Cayuga FAQ
Relating to Other Stream Systems
- Q: There are other stream processing systems referred to as DSMSes, or Stream Databases, including TelegraphCQ from UC Berkeley, STREAM from Stanford University, and Aurora/Borealis from MIT/Brown/Brandeis. How does Cayuga compare to these systems?
- A: Compared to DSMSes, Cayuga falls into the category
of Complex Event Processing (CEP).
In terms of application workload, Cayuga is designed for pattern matching queries. A typical such query is “notify me if event A is followed by event B within T seconds”. Although many (but not all) pattern matching patterns are expressible in DSMSes, the processing efficiency is typically much worse, mainly due to the lack of multi-query Optimization (MQO) strategies in the DSMS engines. For example, Cayuga on a single PC can scale up to hundreds of thousands of concurrently running pattern matching queries, whereas no DSMS implementation currently can scale up to more than a handleful of concurrently running queries. In short, the main distinguishing feature of Cayuga is its scalability.
However there is no free lunch -- there exist queries expressible in DSMSs like STREAM that are not expressible in Cayuga.

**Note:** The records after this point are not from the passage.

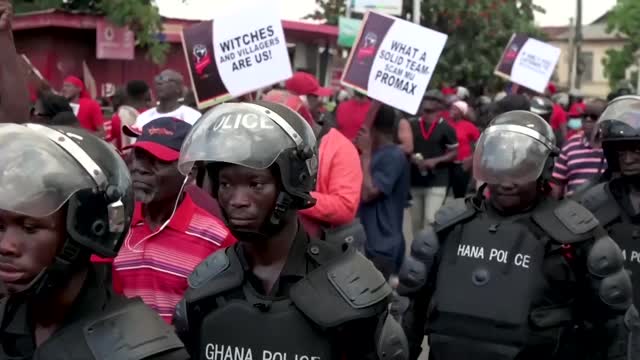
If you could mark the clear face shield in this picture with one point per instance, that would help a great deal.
(242, 134)
(510, 154)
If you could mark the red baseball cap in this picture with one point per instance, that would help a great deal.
(302, 83)
(162, 137)
(290, 100)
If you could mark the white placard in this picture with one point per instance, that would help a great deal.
(391, 7)
(250, 49)
(535, 64)
(393, 61)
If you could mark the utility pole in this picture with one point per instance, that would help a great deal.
(572, 54)
(638, 66)
(578, 45)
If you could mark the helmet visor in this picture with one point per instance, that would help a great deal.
(508, 157)
(238, 133)
(37, 176)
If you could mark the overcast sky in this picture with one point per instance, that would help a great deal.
(558, 11)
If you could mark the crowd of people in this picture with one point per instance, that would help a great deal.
(304, 222)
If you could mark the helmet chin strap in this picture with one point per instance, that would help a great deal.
(632, 181)
(58, 274)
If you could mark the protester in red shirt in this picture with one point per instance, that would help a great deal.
(87, 110)
(467, 134)
(308, 87)
(170, 234)
(14, 92)
(339, 181)
(137, 93)
(351, 114)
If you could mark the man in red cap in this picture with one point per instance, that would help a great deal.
(351, 114)
(308, 87)
(170, 233)
(87, 110)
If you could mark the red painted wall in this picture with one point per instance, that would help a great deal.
(58, 52)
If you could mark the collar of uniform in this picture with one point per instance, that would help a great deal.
(92, 297)
(296, 265)
(180, 219)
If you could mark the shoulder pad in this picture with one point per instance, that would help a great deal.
(132, 332)
(347, 288)
(218, 273)
(452, 214)
(211, 267)
(599, 201)
(567, 222)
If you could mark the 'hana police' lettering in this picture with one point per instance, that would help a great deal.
(497, 255)
(268, 355)
(222, 352)
(635, 256)
(243, 120)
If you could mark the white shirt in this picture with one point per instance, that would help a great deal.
(183, 113)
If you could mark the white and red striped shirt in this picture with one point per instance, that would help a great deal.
(154, 265)
(577, 164)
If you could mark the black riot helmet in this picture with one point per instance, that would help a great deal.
(618, 125)
(46, 169)
(542, 106)
(257, 135)
(518, 146)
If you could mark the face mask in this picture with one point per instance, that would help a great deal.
(575, 124)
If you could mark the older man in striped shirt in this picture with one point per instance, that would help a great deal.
(170, 233)
(581, 160)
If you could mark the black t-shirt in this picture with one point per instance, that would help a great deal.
(441, 140)
(17, 339)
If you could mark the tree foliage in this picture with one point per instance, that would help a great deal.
(478, 32)
(141, 16)
(623, 19)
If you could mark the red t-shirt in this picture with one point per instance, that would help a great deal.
(558, 117)
(467, 134)
(577, 108)
(90, 115)
(350, 116)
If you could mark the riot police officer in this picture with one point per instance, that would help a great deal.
(65, 195)
(518, 275)
(616, 202)
(277, 294)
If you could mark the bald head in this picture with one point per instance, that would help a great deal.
(169, 85)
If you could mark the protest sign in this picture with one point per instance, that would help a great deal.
(391, 7)
(393, 61)
(528, 62)
(348, 31)
(236, 54)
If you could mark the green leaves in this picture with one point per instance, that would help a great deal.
(478, 32)
(623, 19)
(141, 16)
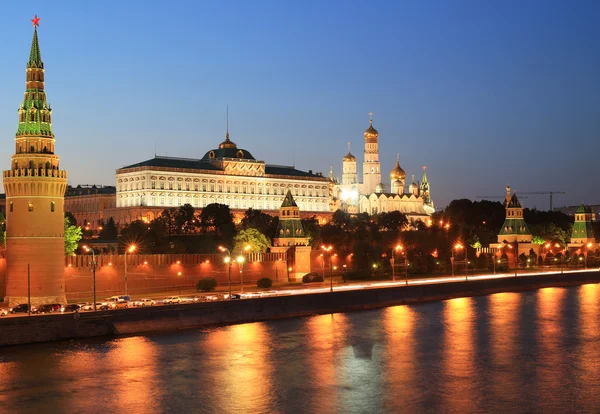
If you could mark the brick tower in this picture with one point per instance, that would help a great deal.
(35, 188)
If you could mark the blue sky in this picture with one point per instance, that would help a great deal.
(483, 93)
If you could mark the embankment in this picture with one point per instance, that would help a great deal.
(54, 327)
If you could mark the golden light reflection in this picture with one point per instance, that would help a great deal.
(459, 389)
(399, 324)
(549, 364)
(244, 375)
(326, 336)
(587, 353)
(504, 316)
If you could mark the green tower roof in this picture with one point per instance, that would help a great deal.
(289, 201)
(35, 57)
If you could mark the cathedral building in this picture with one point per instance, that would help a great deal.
(225, 175)
(371, 196)
(35, 188)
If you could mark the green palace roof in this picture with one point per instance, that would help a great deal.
(204, 164)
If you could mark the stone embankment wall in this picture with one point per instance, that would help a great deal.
(44, 328)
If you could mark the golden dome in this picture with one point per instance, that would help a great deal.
(397, 173)
(227, 143)
(371, 132)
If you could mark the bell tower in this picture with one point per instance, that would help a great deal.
(35, 188)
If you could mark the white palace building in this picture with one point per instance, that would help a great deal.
(371, 195)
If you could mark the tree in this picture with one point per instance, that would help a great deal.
(263, 222)
(109, 230)
(258, 242)
(217, 219)
(72, 237)
(185, 219)
(392, 221)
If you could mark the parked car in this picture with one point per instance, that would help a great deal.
(22, 308)
(73, 307)
(143, 302)
(47, 308)
(171, 300)
(87, 306)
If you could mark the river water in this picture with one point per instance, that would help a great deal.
(535, 351)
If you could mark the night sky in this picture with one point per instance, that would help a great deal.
(483, 93)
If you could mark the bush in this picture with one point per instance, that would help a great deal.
(264, 283)
(206, 284)
(311, 278)
(357, 275)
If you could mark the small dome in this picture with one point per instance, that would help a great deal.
(397, 173)
(227, 143)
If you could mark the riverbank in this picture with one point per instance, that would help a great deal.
(52, 327)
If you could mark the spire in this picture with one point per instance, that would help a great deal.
(35, 58)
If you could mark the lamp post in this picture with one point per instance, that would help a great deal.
(227, 261)
(93, 263)
(585, 252)
(457, 246)
(328, 249)
(240, 260)
(130, 249)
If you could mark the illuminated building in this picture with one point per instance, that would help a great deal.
(226, 175)
(290, 238)
(35, 188)
(371, 196)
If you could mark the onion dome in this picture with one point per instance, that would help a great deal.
(397, 172)
(227, 143)
(349, 156)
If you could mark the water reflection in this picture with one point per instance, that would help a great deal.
(503, 318)
(399, 325)
(459, 389)
(326, 335)
(243, 376)
(587, 354)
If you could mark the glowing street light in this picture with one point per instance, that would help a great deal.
(130, 249)
(227, 261)
(328, 249)
(93, 263)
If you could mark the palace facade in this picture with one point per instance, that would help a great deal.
(226, 175)
(371, 196)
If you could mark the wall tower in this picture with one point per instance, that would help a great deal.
(35, 188)
(371, 167)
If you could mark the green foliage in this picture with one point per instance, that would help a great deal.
(258, 242)
(109, 230)
(72, 237)
(264, 283)
(217, 219)
(263, 222)
(206, 284)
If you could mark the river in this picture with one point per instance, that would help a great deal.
(536, 351)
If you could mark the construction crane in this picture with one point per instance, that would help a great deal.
(551, 193)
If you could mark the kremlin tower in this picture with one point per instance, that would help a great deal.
(35, 188)
(371, 166)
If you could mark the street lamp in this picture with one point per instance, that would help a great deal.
(329, 249)
(130, 249)
(240, 259)
(457, 246)
(93, 263)
(227, 261)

The idea is that Cayuga occupies a spot between simple pub/sub and the full power of SQL-like queries in DSMSs, and achieves greater expressiveness than pub/sub while retaining most of its advantages in terms of scalability. - Q: The paper Towards Expressive Publish/Subscribe Systems documents Cayuga as "a solution for extended pub/sub applications". Do you see Cayuga being applied more to publish/subscribe settings?
- A: In our opinion pub/sub are CEP are not disjoint streaming domains. Traditional pub/sub refers to stateless query workloads, which are indeed quite different from CEP workloads. However, Cayuga supports stateful pub/sub in a scalable fashion, and the same technology it uses can address CEP workloads very well.
- Q: Cayuga seems to be closer in spirit to XML filtering. Do you see Cayuga being deployed as the next generation of publish/subscribe filter to allow for stateful filtering instead of the current stateless filtering readily found in pub/sub systems?
- A: Regarding XML stateless pub/sub filtering, the architecture of Cayuga engine is close to a standard XML pub/sub engine, in that both are based on finite state automata. In comparison DSMSes have different engine architectures. However, Cayuga is not designed for XML pub/sub workloads, and there are various existing solutions to XML pub/sub.
- Q: Cayuga uses a processing model based upon nondeterministic finite state automata. Many systems do not use this approach. Are there any performance benefits for using this model over, for example, the box-and-arrows model used in the Aurora system? Is there any reason why two equivalent systems, one using an NFA model and one using a different model, will behave differently after deployment?
- A: The NFA processing model is amenable to MQO techniques, and is the key to the high scalability of Cayuga. When running a single query, the performance difference between the NFA model and another model, say box-and-arrows model, should be negligible. However, when running a million queries, the performance difference will be significant, since unlike the NFA model, it is not well understood how to perform MQO effectively on a box-and-arrow processing model.
Installation
- Q: When I execute the build in Windows, I cannot find xerces dlls.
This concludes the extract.